I. The first word of the Fourth Commandment reminds us that the Sabbath Day was already established among the Israelites when the law was delivered on Sinai. That law created nothing. It preserved and enforced what God had already taught His people to observe by another method than that of formal decrees.

II. In this Commandment work is enjoined, just as much as rest is enjoined. Man’s sin has turned work into a curse. God has redeemed and restored work into a blessing by uniting it again to the rest with which, in His Divine original order, it was associated.

III. God rests; therefore He would have man rest. God works; therefore He would have man work. Man cannot rest truly unless he remembers his relation to God, who rests.

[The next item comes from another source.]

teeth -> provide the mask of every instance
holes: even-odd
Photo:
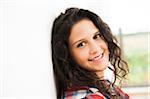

IV. It is not wonderful that the Jews after the Captivity, as they had been schooled by a long discipline into an understanding of the meaning of the Second Commandment, so had learnt also to appreciate in some degree the worth of the Fourth. Nehemiah speaks frequently and with great emphasis of the Sabbath as a gift of God which their fathers had lightly esteemed, and which the new generation was bound most fondly to cherish. His words and acts were abused by the Jews who lived between his age and that of our Lord’s nativity, and when Christ came, the Sabbath itself, all its human graciousness, all its Divine reasonableness, were becoming each day more obscured.

V. Jesus, as the Mediator, declared Himself to be the Lord of the Sabbath, and proved Himself to be so by turning what the Jews made a curse into a blessing. He asserted the true glory of the Sabbath Day in asserting the mystery of His own relation to God and to His creatures.

Rev. F. D. Maurice.

Illustration

(1) ‘The observance of the Sabbath is the one piece of ritual, or form of worship, in the Decalogue. It is founded in Exodus on the divine rest from creation, while in the version of the Decalogue in Deuteronomy 5 it is based on kindliness to servants, accentuated by the remembrance of Israel’s servitude in Egypt. Both reasons point to the fact that the Sabbath was instituted primarily as a day of rest from worldly toil, while the place of the Commandment among the “religious duties” points to the no less important fact that the Sabbath rest is used for its highest purpose when it is welcomed as giving opportunity for devout meditation, united worship, and gracious ministries of beneficence. The machine of the body needs a seventh-day rest, and the spirit no less needs a seventh day on which it may be recreated, calmed, and stimulated by communion with God and the vision of the invisible.’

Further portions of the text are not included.